Woe to you, blind guides!

Jesus echoes Ezekiel, who warns prophets, teachers, pastors, mentors, counselors and guides against misguiding those who listen to them.

Because they lead my people astray saying, “Peace,” when there is no peace, and because, when a flimsy wall is built, they cover it with whitewash, tell those who whitewash the poorly built wall that it is going to fall. I will tear down the wall and level it to the ground so that its foundation will be laid bare. (Ezekiel 13)

Jesus condemns the Pharisees specifically. Earlier, Jesus  warns anyone who misleads children – better a millstone around their necks.

So not only do I want to understand when I am a “blind guide” but even more I want to open my eyes! With them closed, my blindness will lead me even sooner than others to the edge of the cliff, where I will certainly fall to my death without the guidance of God.

As Michael Weiser says in his personal introduction to his book The Unseen Realm, “I’ve always been interested in anything old and weird.” Well, me too! But reading apocryphal books from the earliest days of Christianity (like Ephrem the Syrian’s 4th century Cave of Treasures) means my truth-sensors need to be on alert. Emphasizing the mystical as much as the moral aspects of Christian life puts me in the company of some pretty weird folks from down the centuries, men and women who were often rejected by their peers because of their interest in “anything old and weird.” Catechists, who teach church-sanctioned truth, challenge theologians, who by definition search the edges of accepted truth for nuance and potential improvements, and most of us would prefer that catechists be our leaders. But what might we be missing?

My sheep hear my voice, says the Lord; I know them and they follow me.

When our own leaders hear voices, we sometimes lock them away if they say much about what they’re hearing. Jesus’ voice in my ears cannot be judged easily by someone with other ears. Jeremiah found himself at the bottom of a well when he spoke up about God’s word in his ears. And he was certainly not the only one persecuted or ignored when God’s word challenged established understanding.

But self-doubt, skepticism about absolutes, and a definite preference for questions rather than answers mark most explorers of the spirit world, which in the last analysis is the only world worth exploring for a lifetime. So that is why I’m looking forward to reading more of The Unseen Realm as our Empty Nesters Sunday School community explores “spiritual realities” for the next several months. I’d always rather be fascinated and tentative than bored and certain.

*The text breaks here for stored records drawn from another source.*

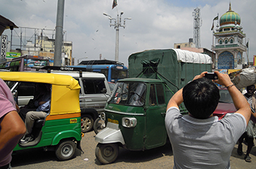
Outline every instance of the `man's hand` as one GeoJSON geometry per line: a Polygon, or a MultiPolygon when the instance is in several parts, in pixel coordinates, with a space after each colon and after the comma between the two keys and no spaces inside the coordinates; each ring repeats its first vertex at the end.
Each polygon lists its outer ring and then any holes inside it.
{"type": "Polygon", "coordinates": [[[228,74],[221,74],[217,71],[215,71],[214,73],[218,76],[218,79],[214,80],[214,82],[220,85],[224,85],[225,87],[230,86],[233,84],[231,79],[228,74]]]}
{"type": "Polygon", "coordinates": [[[16,111],[12,111],[2,117],[0,126],[0,159],[3,159],[15,147],[26,130],[16,111]]]}
{"type": "Polygon", "coordinates": [[[202,77],[205,76],[205,74],[207,74],[208,71],[203,71],[200,75],[197,75],[194,77],[193,80],[197,79],[200,79],[202,77]]]}

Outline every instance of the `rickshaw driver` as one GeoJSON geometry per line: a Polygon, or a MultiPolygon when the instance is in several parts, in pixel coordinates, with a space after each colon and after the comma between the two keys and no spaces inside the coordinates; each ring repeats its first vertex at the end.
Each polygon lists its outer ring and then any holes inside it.
{"type": "Polygon", "coordinates": [[[246,100],[228,74],[219,71],[215,71],[219,79],[214,82],[227,88],[237,111],[219,121],[213,117],[219,93],[211,80],[203,78],[206,73],[176,93],[167,105],[165,127],[173,151],[173,168],[230,168],[232,150],[250,119],[246,100]],[[180,114],[183,101],[189,115],[180,114]]]}
{"type": "Polygon", "coordinates": [[[48,96],[46,98],[47,100],[45,100],[46,102],[44,101],[45,103],[41,104],[37,109],[36,111],[30,111],[26,114],[25,125],[26,131],[24,136],[20,141],[20,144],[27,144],[34,139],[34,136],[31,135],[34,122],[39,119],[44,119],[50,110],[50,85],[47,84],[45,86],[47,88],[47,93],[49,93],[49,95],[48,95],[48,96]]]}

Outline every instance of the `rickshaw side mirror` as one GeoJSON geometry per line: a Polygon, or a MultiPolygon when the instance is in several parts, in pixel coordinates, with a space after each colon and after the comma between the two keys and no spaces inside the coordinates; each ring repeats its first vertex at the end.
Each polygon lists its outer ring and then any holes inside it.
{"type": "Polygon", "coordinates": [[[14,90],[12,93],[14,101],[17,103],[18,104],[18,90],[14,90]]]}
{"type": "Polygon", "coordinates": [[[103,88],[102,91],[100,91],[102,93],[107,93],[107,89],[106,88],[103,88]]]}

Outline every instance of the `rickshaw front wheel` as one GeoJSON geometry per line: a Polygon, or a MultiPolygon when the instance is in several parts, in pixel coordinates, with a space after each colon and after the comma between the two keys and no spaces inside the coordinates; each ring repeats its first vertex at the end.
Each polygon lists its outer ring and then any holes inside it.
{"type": "Polygon", "coordinates": [[[59,144],[55,154],[59,160],[67,160],[73,157],[75,149],[74,141],[66,141],[59,144]]]}
{"type": "Polygon", "coordinates": [[[91,130],[94,127],[94,120],[89,114],[81,115],[81,131],[87,133],[91,130]]]}
{"type": "Polygon", "coordinates": [[[95,156],[102,164],[110,164],[116,161],[119,152],[117,144],[98,144],[95,156]]]}

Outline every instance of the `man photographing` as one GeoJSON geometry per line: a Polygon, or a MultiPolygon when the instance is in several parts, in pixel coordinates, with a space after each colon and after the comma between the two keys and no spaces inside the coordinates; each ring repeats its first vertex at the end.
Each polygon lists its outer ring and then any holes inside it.
{"type": "Polygon", "coordinates": [[[214,73],[218,76],[214,82],[227,88],[237,111],[219,121],[213,116],[219,93],[214,83],[204,77],[207,71],[195,76],[175,93],[168,103],[165,117],[174,156],[173,168],[230,168],[232,150],[244,133],[252,111],[229,76],[214,73]],[[180,114],[178,106],[183,101],[188,115],[180,114]]]}

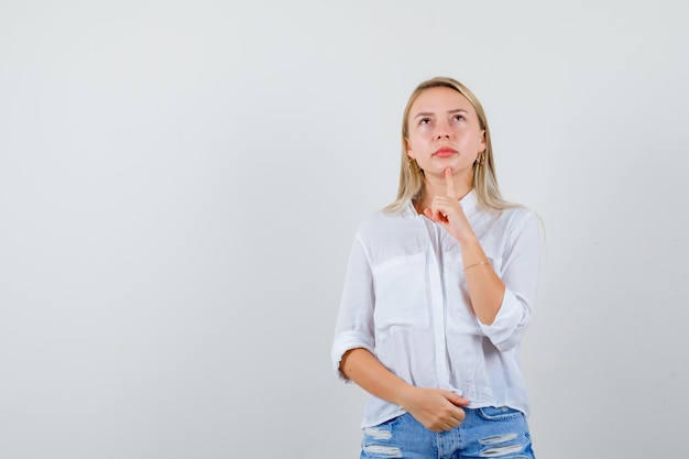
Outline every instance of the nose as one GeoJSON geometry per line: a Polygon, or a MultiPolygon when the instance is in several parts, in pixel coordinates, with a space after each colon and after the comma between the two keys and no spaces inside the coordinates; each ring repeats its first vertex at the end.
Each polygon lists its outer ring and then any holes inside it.
{"type": "Polygon", "coordinates": [[[436,139],[449,139],[450,138],[450,127],[447,123],[438,123],[438,128],[436,129],[436,139]]]}

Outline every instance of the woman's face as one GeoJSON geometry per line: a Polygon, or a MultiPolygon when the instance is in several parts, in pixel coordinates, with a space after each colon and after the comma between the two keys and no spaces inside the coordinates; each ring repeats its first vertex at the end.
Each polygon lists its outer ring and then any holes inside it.
{"type": "Polygon", "coordinates": [[[407,123],[407,154],[426,176],[442,176],[451,167],[453,175],[471,181],[473,162],[485,150],[485,132],[464,96],[446,87],[426,89],[412,105],[407,123]]]}

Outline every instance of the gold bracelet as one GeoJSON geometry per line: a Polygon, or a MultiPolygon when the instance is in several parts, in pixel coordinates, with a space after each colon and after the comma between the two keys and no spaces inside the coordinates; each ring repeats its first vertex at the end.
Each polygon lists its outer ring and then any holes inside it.
{"type": "Polygon", "coordinates": [[[473,267],[473,266],[480,266],[482,264],[491,264],[491,261],[489,260],[489,261],[482,261],[482,262],[479,262],[479,263],[470,264],[469,266],[464,267],[464,271],[467,271],[468,269],[473,267]]]}

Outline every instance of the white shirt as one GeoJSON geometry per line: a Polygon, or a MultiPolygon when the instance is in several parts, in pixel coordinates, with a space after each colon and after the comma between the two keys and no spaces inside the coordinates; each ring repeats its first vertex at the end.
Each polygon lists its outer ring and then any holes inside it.
{"type": "MultiPolygon", "coordinates": [[[[518,349],[532,320],[538,283],[538,219],[524,208],[484,211],[473,190],[460,205],[505,284],[493,324],[482,324],[472,312],[457,240],[418,215],[409,201],[397,214],[374,212],[357,232],[332,365],[347,381],[339,371],[342,356],[364,348],[409,384],[456,392],[469,398],[471,408],[510,406],[528,415],[518,349]]],[[[362,427],[403,413],[371,395],[362,427]]]]}

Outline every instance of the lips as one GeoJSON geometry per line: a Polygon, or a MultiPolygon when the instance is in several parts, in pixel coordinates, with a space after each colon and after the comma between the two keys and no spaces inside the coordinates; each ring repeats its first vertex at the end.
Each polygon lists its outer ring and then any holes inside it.
{"type": "Polygon", "coordinates": [[[441,146],[433,154],[438,157],[448,157],[457,154],[457,150],[450,149],[449,146],[441,146]]]}

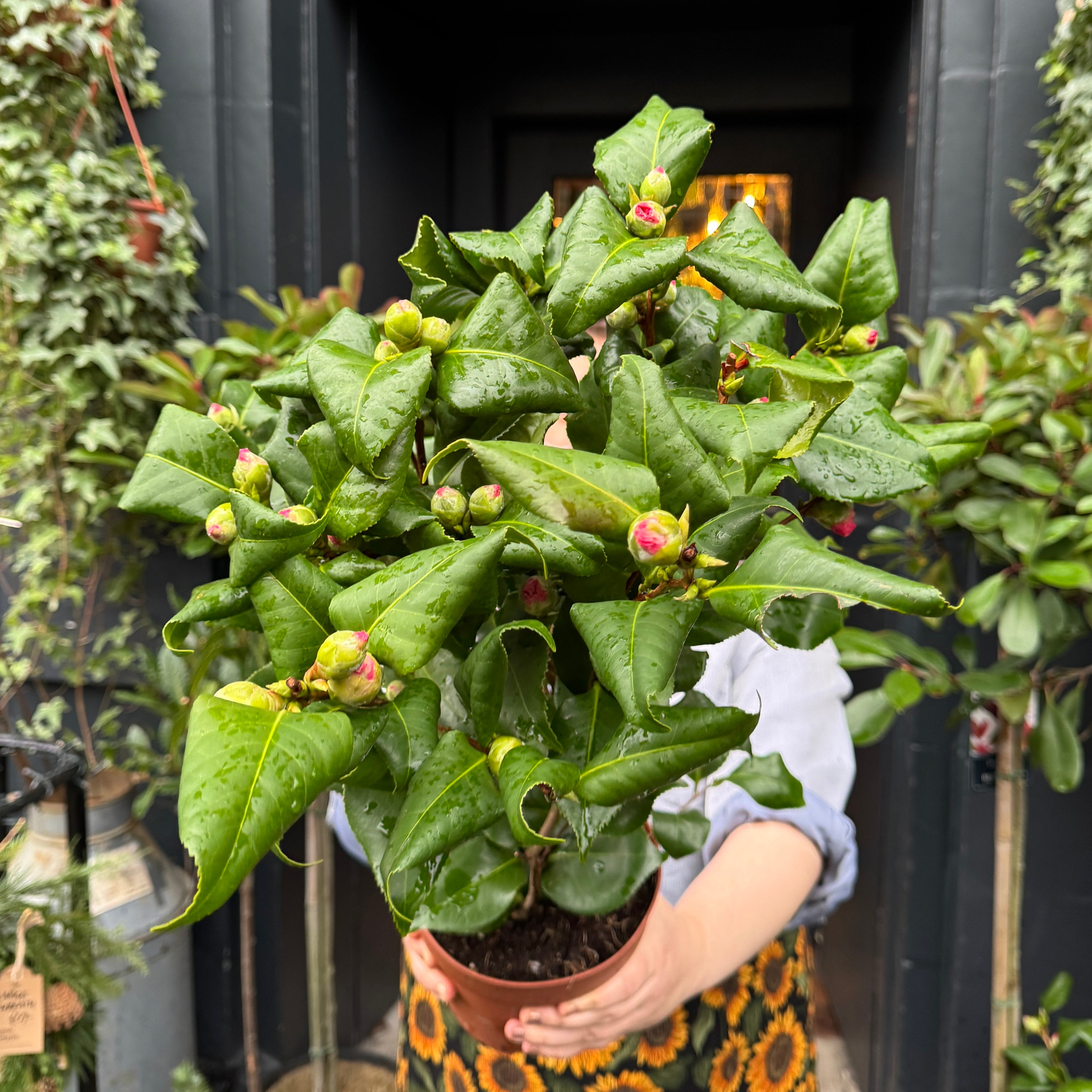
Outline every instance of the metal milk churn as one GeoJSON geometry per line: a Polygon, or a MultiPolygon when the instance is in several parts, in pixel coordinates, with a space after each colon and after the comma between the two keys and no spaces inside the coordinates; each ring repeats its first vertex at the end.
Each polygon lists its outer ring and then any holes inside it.
{"type": "MultiPolygon", "coordinates": [[[[98,1006],[96,1070],[102,1092],[158,1092],[170,1071],[195,1054],[190,929],[152,935],[177,917],[193,895],[193,880],[171,864],[132,814],[136,788],[129,774],[105,770],[87,786],[91,912],[105,929],[141,945],[147,974],[120,961],[103,970],[122,987],[98,1006]]],[[[57,876],[68,857],[63,790],[26,811],[27,834],[12,870],[57,876]],[[60,797],[58,799],[57,797],[60,797]]]]}

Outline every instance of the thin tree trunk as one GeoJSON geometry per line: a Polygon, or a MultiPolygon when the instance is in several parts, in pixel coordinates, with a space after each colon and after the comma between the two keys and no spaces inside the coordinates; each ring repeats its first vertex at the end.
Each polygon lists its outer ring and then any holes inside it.
{"type": "Polygon", "coordinates": [[[334,840],[322,793],[307,809],[304,895],[311,1092],[337,1092],[337,1002],[334,997],[334,840]]]}
{"type": "Polygon", "coordinates": [[[989,1092],[1005,1092],[1005,1048],[1020,1042],[1020,919],[1023,911],[1028,792],[1023,724],[1001,721],[994,811],[994,966],[989,1022],[989,1092]]]}
{"type": "Polygon", "coordinates": [[[262,1092],[258,1058],[258,989],[254,984],[254,874],[239,886],[239,975],[242,978],[242,1052],[247,1092],[262,1092]]]}

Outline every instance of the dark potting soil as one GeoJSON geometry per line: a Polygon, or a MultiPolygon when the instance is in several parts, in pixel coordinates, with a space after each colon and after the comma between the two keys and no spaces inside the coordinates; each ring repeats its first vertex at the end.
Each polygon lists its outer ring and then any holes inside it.
{"type": "Polygon", "coordinates": [[[644,919],[655,890],[653,876],[625,906],[594,917],[578,917],[551,903],[537,902],[525,918],[509,918],[492,933],[434,935],[453,959],[492,978],[566,978],[614,956],[644,919]]]}

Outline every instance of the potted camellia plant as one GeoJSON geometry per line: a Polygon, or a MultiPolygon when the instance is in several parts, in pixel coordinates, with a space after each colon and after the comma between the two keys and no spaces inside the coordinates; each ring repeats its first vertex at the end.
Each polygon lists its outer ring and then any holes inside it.
{"type": "MultiPolygon", "coordinates": [[[[665,854],[705,836],[656,795],[747,750],[758,714],[691,689],[697,646],[746,627],[814,648],[852,603],[949,609],[773,494],[797,479],[841,525],[936,482],[929,429],[888,412],[906,359],[877,347],[887,204],[852,201],[804,273],[744,203],[687,252],[665,227],[712,129],[652,98],[558,226],[548,194],[510,232],[423,217],[412,296],[382,322],[342,311],[233,404],[164,410],[122,506],[205,521],[230,555],[167,643],[236,618],[270,652],[194,703],[179,821],[199,885],[175,925],[334,788],[399,929],[429,930],[459,1019],[503,1047],[527,990],[573,996],[620,965],[665,854]],[[723,298],[679,284],[690,265],[723,298]],[[264,443],[258,400],[277,415],[264,443]],[[572,449],[543,443],[559,413],[572,449]]],[[[732,778],[800,803],[776,755],[732,778]]]]}

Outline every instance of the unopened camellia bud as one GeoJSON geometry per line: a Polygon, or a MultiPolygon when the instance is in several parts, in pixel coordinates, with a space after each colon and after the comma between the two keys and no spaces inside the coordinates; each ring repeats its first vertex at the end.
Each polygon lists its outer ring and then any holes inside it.
{"type": "Polygon", "coordinates": [[[629,525],[629,551],[638,565],[675,565],[684,538],[679,521],[662,508],[644,512],[629,525]]]}
{"type": "Polygon", "coordinates": [[[667,216],[656,201],[638,201],[626,214],[626,226],[639,239],[655,239],[664,234],[667,216]]]}
{"type": "Polygon", "coordinates": [[[341,679],[364,663],[364,646],[368,643],[368,634],[361,630],[340,629],[331,633],[319,645],[313,668],[319,678],[341,679]]]}
{"type": "Polygon", "coordinates": [[[480,485],[471,494],[471,519],[475,523],[492,523],[505,511],[506,502],[499,485],[480,485]]]}
{"type": "Polygon", "coordinates": [[[383,669],[371,653],[366,653],[360,666],[344,678],[329,679],[330,696],[346,705],[367,705],[378,697],[383,686],[383,669]]]}
{"type": "Polygon", "coordinates": [[[637,305],[631,299],[627,299],[620,307],[616,307],[607,316],[607,325],[612,330],[629,330],[636,327],[641,320],[641,314],[637,305]]]}
{"type": "Polygon", "coordinates": [[[434,314],[430,314],[427,319],[422,319],[422,345],[439,356],[448,347],[449,341],[451,341],[451,325],[447,319],[441,319],[434,314]]]}
{"type": "Polygon", "coordinates": [[[293,523],[313,523],[318,517],[306,505],[293,505],[292,508],[282,508],[277,515],[283,515],[293,523]]]}
{"type": "Polygon", "coordinates": [[[641,181],[641,200],[667,204],[672,195],[672,180],[663,167],[653,167],[641,181]]]}
{"type": "Polygon", "coordinates": [[[429,507],[432,514],[449,531],[465,531],[470,522],[470,506],[466,498],[450,485],[441,485],[432,494],[429,507]]]}
{"type": "Polygon", "coordinates": [[[213,402],[209,406],[205,416],[214,420],[221,428],[236,428],[239,424],[239,412],[235,406],[222,406],[218,402],[213,402]]]}
{"type": "Polygon", "coordinates": [[[500,776],[500,763],[505,761],[505,756],[510,751],[514,750],[517,747],[522,746],[522,740],[517,739],[515,736],[497,736],[491,744],[489,744],[489,757],[486,761],[489,763],[489,772],[495,776],[500,776]]]}
{"type": "Polygon", "coordinates": [[[871,353],[880,340],[880,332],[874,327],[850,327],[842,339],[842,348],[846,353],[871,353]]]}
{"type": "Polygon", "coordinates": [[[387,308],[383,333],[403,349],[413,345],[420,334],[420,311],[408,299],[400,299],[387,308]]]}
{"type": "Polygon", "coordinates": [[[376,352],[371,355],[379,361],[393,360],[402,355],[402,349],[394,342],[384,339],[376,346],[376,352]]]}
{"type": "Polygon", "coordinates": [[[270,470],[270,464],[249,448],[239,449],[239,458],[232,470],[232,480],[235,483],[235,488],[245,492],[251,500],[262,505],[269,503],[273,472],[270,470]]]}
{"type": "Polygon", "coordinates": [[[221,546],[235,542],[238,531],[235,526],[235,513],[228,503],[217,505],[205,517],[205,534],[221,546]]]}
{"type": "Polygon", "coordinates": [[[520,589],[520,602],[532,618],[541,618],[557,606],[557,592],[542,577],[527,577],[520,589]]]}
{"type": "Polygon", "coordinates": [[[268,709],[272,713],[278,713],[284,709],[284,699],[266,690],[265,687],[257,682],[228,682],[216,691],[217,698],[226,701],[235,701],[240,705],[251,705],[254,709],[268,709]]]}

Let the faithful exult in glory;

    let them sing for joy upon their couches;

Let the high praises of God be in their throats.

    This is the glory of all his faithful. Alleluia.

I am sure David is thinking of faithfulness to God, not loyalty to idea or man or anything else limited by our own finitude. I remember The Searchers and its fictionalized history of Cynthia Ann Parker and the Comanches who abducted her after killing her family. After thirty years of life with the Comanches, Cynthia Ann no longer wanted to return to northeast Texas. She had chosen a different way of life. When her rescuers brought her home, she died only a few years later. (The Captured details a similar story, this time the story of Adolph Korn, a 10 year old from Mason, Texas.)

Who were the blind guides? How much searching must one do before truth rises out of the fog? Can I speak for anyone else? I’ve been raised in a culture that demands the right of everyone to have their own truth, but surely there is more to truth than that.

I think our God-given nature invites us to search all along the way, perhaps with less stopping and settling and instead more walking and searching, asking questions that sometimes open doors to new questions, and sometimes even to truths that insist on a hearing because they come from God.

Our good news did not come to you in word alone,

but also in power and in the Holy Spirit and with much conviction.

You know what sort of people we were among you for your sake.

In every place your faith in God has gone forth,

so that we have no need to say anything.

This journey can be lonely, but I know it is peopled along the way with other searchers, listening with ears to the ground for sounds of God that would escape notice otherwise. To me, that sounds like a good way to live.